If You See a Flying Saucer-Like Object in Hawaii, Your Eyes Aren't Fooling You

"Think about it like a bridge for humans to Mars."

If you happen to see a large, disc-shaped object plummeting to the ground in Kauai, Hawaii, in June, know that it's not a flying saucer in the extraterrestrial sense, but a system fashioned by NASA.

The space agency's Low-Density Supersonic Decelerator project will be testing the rocket-powered vehicle, launching it to near space in a couple of months.

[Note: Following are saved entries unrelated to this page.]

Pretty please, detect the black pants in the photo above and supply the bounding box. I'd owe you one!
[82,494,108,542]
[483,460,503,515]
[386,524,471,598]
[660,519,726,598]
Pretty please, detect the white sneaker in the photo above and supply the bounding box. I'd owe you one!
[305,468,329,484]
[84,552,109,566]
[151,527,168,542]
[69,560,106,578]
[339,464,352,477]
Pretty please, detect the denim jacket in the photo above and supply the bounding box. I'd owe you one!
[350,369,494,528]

If successful, the vehicle could help bring large payloads to Mars or other planets.

NASA workers at the agency's Jet Propulsion Laboratory, wearing clean room "bunny suits," prepare the LDSD test article for shipment later this month to Hawaii. LDSD will help land bigger space payloads on Mars or return them back to Earth. (Image source: NASA/JPL) NASA workers at the agency's Jet Propulsion Laboratory are getting ready to ship LDSD for testing in Hawaii. (Image source: NASA/JPL)

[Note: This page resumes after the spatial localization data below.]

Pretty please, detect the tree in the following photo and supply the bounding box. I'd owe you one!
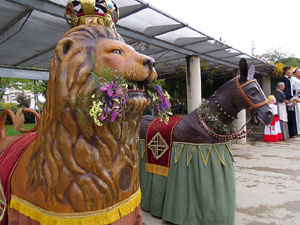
[279,57,300,68]
[15,93,36,123]
[16,92,31,108]
[0,77,21,100]
[258,48,293,63]
[258,48,300,76]
[10,79,46,113]
[163,71,187,114]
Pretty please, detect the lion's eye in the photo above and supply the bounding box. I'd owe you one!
[111,49,122,55]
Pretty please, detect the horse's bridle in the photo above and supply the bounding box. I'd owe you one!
[235,76,269,111]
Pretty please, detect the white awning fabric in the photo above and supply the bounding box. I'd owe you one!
[0,0,274,80]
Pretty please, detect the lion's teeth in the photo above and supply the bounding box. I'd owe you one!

The LDSD is meant to help slow down a vehicle as it comes in for a landing. The latest Mars rover Curiosity, for example, used a combination of parachutes and rockets to land, but larger vehicles would require an even more extensive system.

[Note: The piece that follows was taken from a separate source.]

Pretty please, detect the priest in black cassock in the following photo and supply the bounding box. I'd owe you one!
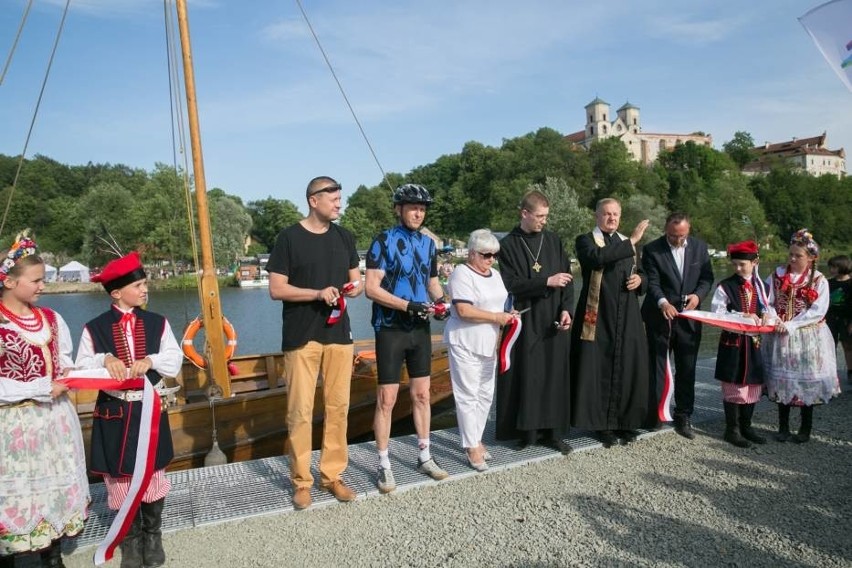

Mike Meacham, a mechanical engineer at the laboratory, described LDSD as a "much larger, supersonic parachute."

"When we land spacecraft on Mars, we're going extremely fast. We have got to slow down, so we use a parachute -- we use a really big parachute," he said.

Image source: YouTube Image source: YouTube

When you consider that Curiosity cost about $2 billion, landing similar devices or valuable materials in the future intact will be vital.

"It may seem obvious, but the difference between landing and crashing is stopping," Allen Chen at NASA's Jet Propulsion Laboratory in California told New Scientist.

Why are they testing the LDSD in Hawaii? Meacham explained that previous parachute testing used to happen in a wind tunnel, but newer parachute systems are too large for these spaces.

Watch Meacham explain the complex test:

"You want to go Mars and you want to go big, then you got to test big. You got to be a little crazy sometimes if you want to do the crazy things," Meacham said.

Robert Braun at Georgia Tech told New Scientist that the deceleration system could be a "game-changer."

"You could take a mass to the surface equal to something like one to 10 Curiosities. Think about it like a bridge for humans to Mars. This is the next step in a sequence of technologies that would need to be developed," Braun said.